Lying on the couch for hours, doing nothing, may be seen as unproductive, but it’s being heralded as a form of self-care. When it comes to investing, Siyabulela Nomoyi, Quantitative Portfolio Manager at Satrix, says this mindset might be exactly what you need.
A recent Fidelity study in the US found that 36% of newer investors (started their journey in the last five years) make their investing decisions based off social media. This suggests they’re reacting to what they see online. In fact, they may need to react less. In investing circles, the “couch potato approach” is simple, low-effort and surprisingly effective at building wealth over time.

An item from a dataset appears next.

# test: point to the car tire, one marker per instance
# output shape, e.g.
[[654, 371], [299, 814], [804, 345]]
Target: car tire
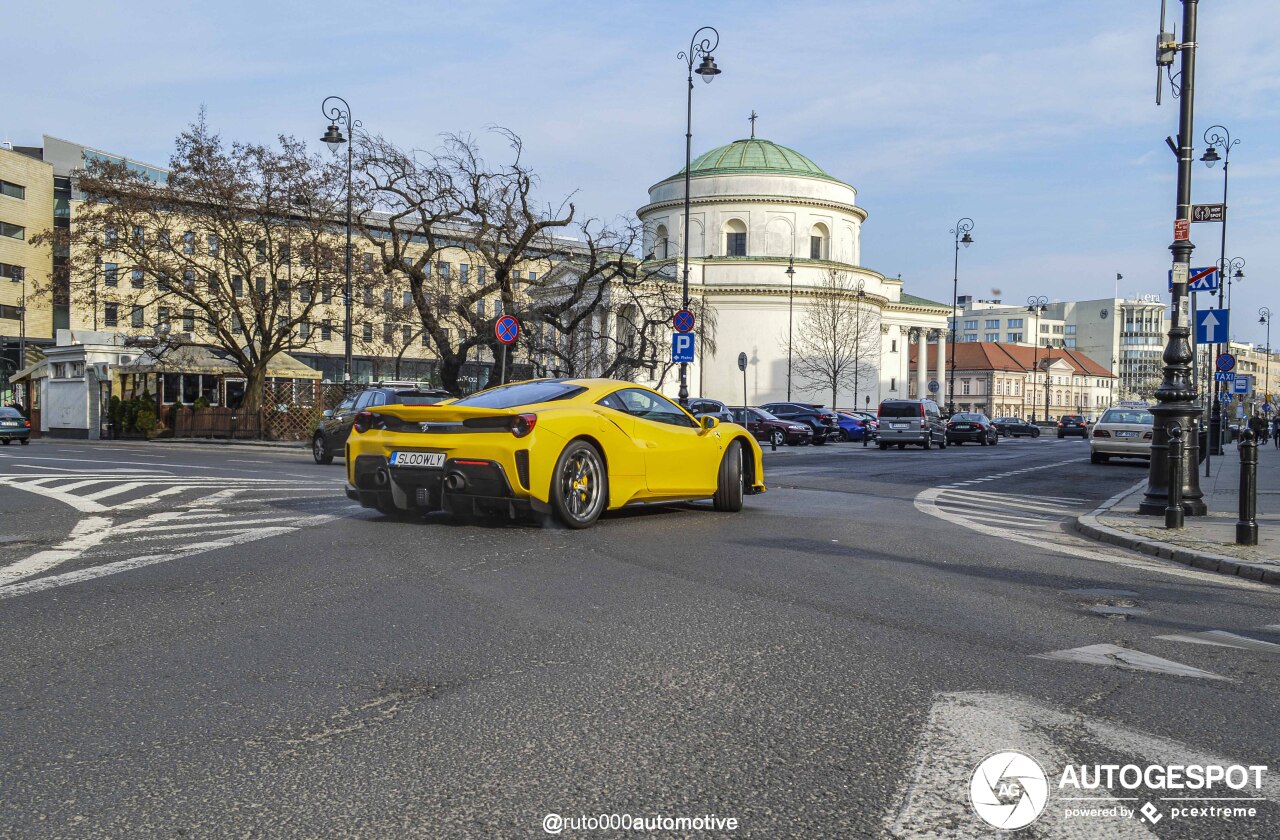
[[580, 485], [319, 451], [728, 485]]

Nomoyi says, “Building wealth doesn’t have to be complicated. Long-term investing in index-tracking ETFs (Exchange Traded Funds) follows a straightforward approach: set up your investments, automate contributions, and let time do the heavy lifting. This method removes the stress of market timing and encourages a disciplined, patient habit.”

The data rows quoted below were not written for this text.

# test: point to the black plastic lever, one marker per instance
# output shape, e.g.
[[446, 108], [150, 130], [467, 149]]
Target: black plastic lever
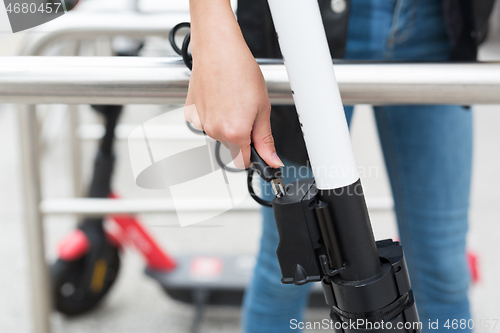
[[262, 168]]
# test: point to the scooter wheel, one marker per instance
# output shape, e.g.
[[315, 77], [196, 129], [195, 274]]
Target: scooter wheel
[[78, 286]]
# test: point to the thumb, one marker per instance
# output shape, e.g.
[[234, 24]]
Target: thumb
[[263, 140]]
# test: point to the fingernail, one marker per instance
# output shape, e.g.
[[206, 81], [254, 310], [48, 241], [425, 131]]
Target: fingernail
[[277, 160]]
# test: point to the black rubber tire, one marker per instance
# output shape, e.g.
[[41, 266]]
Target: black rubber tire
[[69, 297]]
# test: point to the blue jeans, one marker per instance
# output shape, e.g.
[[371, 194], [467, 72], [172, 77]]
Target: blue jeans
[[428, 154]]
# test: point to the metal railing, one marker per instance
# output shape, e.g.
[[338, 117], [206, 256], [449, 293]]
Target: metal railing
[[106, 80], [73, 80]]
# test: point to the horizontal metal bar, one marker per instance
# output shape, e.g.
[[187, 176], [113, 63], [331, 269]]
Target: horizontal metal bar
[[87, 25], [115, 80], [91, 206]]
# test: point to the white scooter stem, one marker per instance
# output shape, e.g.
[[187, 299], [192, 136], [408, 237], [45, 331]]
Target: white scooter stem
[[316, 94]]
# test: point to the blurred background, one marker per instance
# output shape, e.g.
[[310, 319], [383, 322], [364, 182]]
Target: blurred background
[[137, 303]]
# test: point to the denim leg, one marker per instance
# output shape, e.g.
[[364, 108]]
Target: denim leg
[[428, 153], [268, 305]]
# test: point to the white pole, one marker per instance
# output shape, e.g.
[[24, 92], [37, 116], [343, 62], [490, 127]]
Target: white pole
[[316, 94]]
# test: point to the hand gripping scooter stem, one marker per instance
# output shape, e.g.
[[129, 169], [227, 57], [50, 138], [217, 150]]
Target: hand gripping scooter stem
[[323, 223]]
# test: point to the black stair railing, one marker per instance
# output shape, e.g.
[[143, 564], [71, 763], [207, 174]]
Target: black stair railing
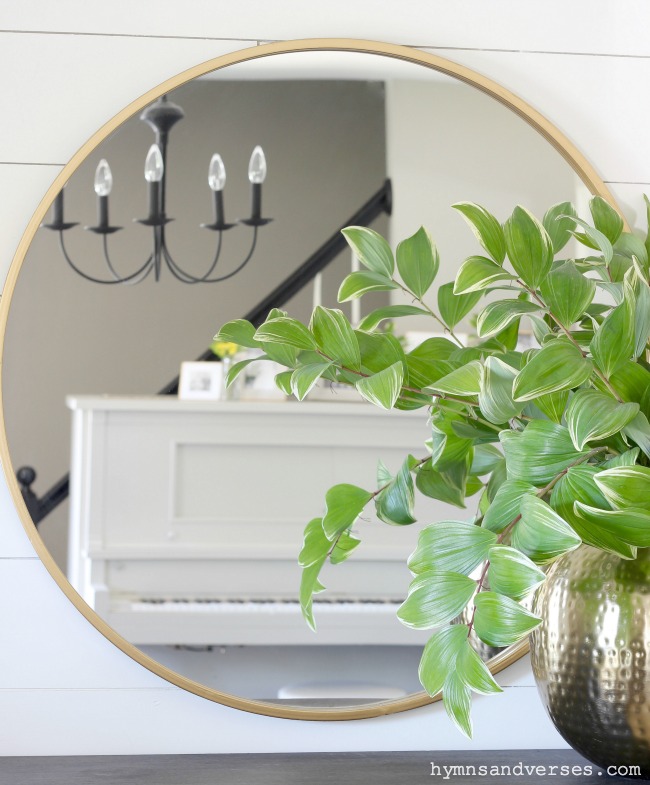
[[378, 204]]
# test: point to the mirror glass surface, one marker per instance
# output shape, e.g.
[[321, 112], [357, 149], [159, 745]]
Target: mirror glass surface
[[214, 522]]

By avoiding the urge to constantly monitor your portfolio, you steer clear of chasing trends or panicking at market dips. Instead, you let compound growth work quietly in the background while you kick back on the couch.
Don’t Let the Scroll Startle You into Action
Digital platforms have made investing more accessible than ever, but they’ve also made it easier to overthink. Fidelity found that many investors review their portfolios monthly; for 14% this is a daily habit that may lead to impulsive decisions and hurt long-term returns.

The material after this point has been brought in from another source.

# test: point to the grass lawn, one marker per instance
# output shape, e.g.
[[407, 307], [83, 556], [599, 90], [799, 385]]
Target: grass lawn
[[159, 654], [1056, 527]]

Nomoyi adds, “Here’s the truth: wealth grows over time. The magic lies in compound growth – earning returns on your returns – and in time smoothing out the inevitable market dips. Markets rise and fall, but over the long term, they’ve trended upward. Staying invested allows your money to ride out the bumps and capture the rebounds that often follow declines. It’s still important to check your portfolio, especially as the markets and your personal circumstances change, but it’s critical to avoid knee-jerk reactions when markets take a turn.”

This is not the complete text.